About two years and nine months ago I wrote an article pointing out the limitations of conventional fiscal policy analysis. To summarize, there is more to fiscal policy than G, TA, and TR (government spending, taxes, and transfer payments for those a little rusty on their macroeconomics). Government regulations also have a significant impact on the economy. Now that the election is behind us, the economy has fallen off the other cliff — regulations. This article will give a few examples, but the main point is in the table above (from the handy government website Regulations.gov on December 22, 2012). Almost 6,000 new regulations have been posted in the last 90 days. Half of those (3,148 to be precise) have been posted since the election. (Click the “Last 90 days” link, then look for the “custom date range” filter and you can play along, too.) If you believe that’s not going to have a significant impact on businesses, then you probably also believe the unemployment rate was under 7 percent last month.
Regulations, Rules, and Hiring, Oh, My
Sometimes the impact of these regulations can be seen easily. For example, the CAFE (corporate average fuel economy) standards imposed on the U.S. auto industry has done as much as anything to distort the auto market. Since CAFE standards do not apply to light trucks, automakers in the U.S. have been pushing them like mad. High margins are maintained with the help of a nifty 25% tariff on imported light trucks. A somewhat offsetting benefit is that some foreign car makers have set up assembly lines in the U.S., increasing U.S. employment. Trust me, this will not offset the harm done by the tariff.
In other cases, the regulations have a less specific impact. Most economists now agree that a significant contribution to the high unemployment rate in the U.S. has been uncertainty over the rules and regulations that will be required by the Patient Affordable Care Act [sic] (ACA) and the Dodd–Frank Wall Street Reform and Consumer Protection Act. Uncertainty means risk and businesses — especially small businesses — are very risk-averse. Some of the impacts are already being seen. For example, one ACA rule says that part-time employees who work less than 30 hours per week are exempt from ObamaCare rules. The result has been entirely predictable: businesses that rely on part-time employees are cutting their hours. One highly publicized example is Papa John’s Pizza. Darden Restaurants owns the Olive Garden and Red Lobster chains. They, too, are moving toward limiting part-time employees to less than 30 hours per week.
And consider the marginal cost of hiring employee number 50. “Businesses with 50 or more full-time workers must pay a $2,000 penalty for each employee, beyond the first 30 workers, who qualifies for subsidies and does not have employer coverage. Part-time workers also count toward the number of employees in the firm (and thus toward the 50-employee threshold), but the government does not penalize firms for not offering them qualifying insurance.” (from the Heritage Foundation, but widely available. Other good articles are here and here.). So hiring employee number 50 carries a potential cost of 20 employees (50-30) times $2,000 per employee fine equals $40,000. That could easily be more than the actual wages paid to the 50th employee. I suspect there will be many firms that will simply stop hiring once they get to 45 employees.
Finally, consider the impact of the 2.3% tax on medical device sales in the U.S. scheduled to go into effect January 1. Medical device companies have announced layoffs as a direct result of this tax. Stryker Corp. will lay off about 100 workers at their Kalamazoo, Michigan offices and about 1,000 worldwide. I’ve written about this a couple of times before (here and here). It’s a shame that many so-called economists couldn’t manage to predict this.
Ironically, the ACA may actually reduce the unemployment rate. By cutting hours, businesses may well need more employees. But the underemployment rate is already intolerably high and will undoubtedly rise. Perhaps we need to revise Arthur Okun’s misery index (the sum of the unemployment rate and the inflation rate). I propose something simple: the sum of the unemployment rate, the inflation rate and half the difference between the underemployment rate and the unemployment rate. Details on this Enhanced Misery Index (EMI, as if we needed another TLA) will be forthcoming in a future article.

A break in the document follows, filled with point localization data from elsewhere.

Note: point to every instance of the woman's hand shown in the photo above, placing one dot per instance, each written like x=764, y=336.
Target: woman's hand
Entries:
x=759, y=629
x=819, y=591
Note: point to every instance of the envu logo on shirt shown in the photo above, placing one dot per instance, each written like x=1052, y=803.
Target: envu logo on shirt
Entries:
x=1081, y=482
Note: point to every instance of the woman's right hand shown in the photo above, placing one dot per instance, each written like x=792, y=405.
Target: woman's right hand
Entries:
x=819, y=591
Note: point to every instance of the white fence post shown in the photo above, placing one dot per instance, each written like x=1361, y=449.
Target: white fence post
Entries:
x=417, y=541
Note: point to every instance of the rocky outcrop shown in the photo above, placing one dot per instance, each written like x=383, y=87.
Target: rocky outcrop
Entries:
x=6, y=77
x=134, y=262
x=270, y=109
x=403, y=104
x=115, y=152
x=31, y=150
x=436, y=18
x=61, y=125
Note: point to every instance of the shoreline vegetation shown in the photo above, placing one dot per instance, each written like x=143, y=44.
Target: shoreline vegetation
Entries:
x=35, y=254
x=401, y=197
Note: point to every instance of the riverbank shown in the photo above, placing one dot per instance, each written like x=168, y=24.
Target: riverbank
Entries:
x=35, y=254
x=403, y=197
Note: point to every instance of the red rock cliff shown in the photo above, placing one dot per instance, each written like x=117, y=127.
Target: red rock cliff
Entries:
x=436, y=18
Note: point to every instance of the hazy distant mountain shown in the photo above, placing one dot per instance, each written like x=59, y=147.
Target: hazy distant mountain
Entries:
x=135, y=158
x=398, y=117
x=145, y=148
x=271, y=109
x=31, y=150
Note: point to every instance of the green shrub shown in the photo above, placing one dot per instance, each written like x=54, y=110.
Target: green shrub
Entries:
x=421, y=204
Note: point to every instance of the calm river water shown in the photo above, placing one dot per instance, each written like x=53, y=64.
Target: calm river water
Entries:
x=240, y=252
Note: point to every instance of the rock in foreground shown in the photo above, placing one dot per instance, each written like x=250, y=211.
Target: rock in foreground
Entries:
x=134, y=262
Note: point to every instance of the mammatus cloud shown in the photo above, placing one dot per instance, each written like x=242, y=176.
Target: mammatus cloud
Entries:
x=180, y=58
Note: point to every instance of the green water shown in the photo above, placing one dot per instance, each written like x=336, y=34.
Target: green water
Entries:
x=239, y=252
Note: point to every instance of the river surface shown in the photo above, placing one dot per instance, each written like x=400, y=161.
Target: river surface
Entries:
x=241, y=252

The portion of the health law on the employer mandate explicitly states that firms with more than 50 employees are required to offer “full-time employees (and their dependents) the opportunity to enroll in minimum essential coverage under an eligible employer sponsored plan.” The Department of Treasury, however, has issued a proposed rule linking both the affordability of employer-sponsored insurance and compliance with the individual mandate to single coverage only. Since the employer is not penalized unless an employee enrolls in the exchanges, it is possible that if this proposed rule is adopted, employers will either drop family coverage or be indifferent to the affordability of the workers’ family coverage. Alternatively, the government may ultimately require employers to provide family coverage to workers with dependents. See Patient Protection and Affordable Care Act, Public Law 111-148, § 4980H.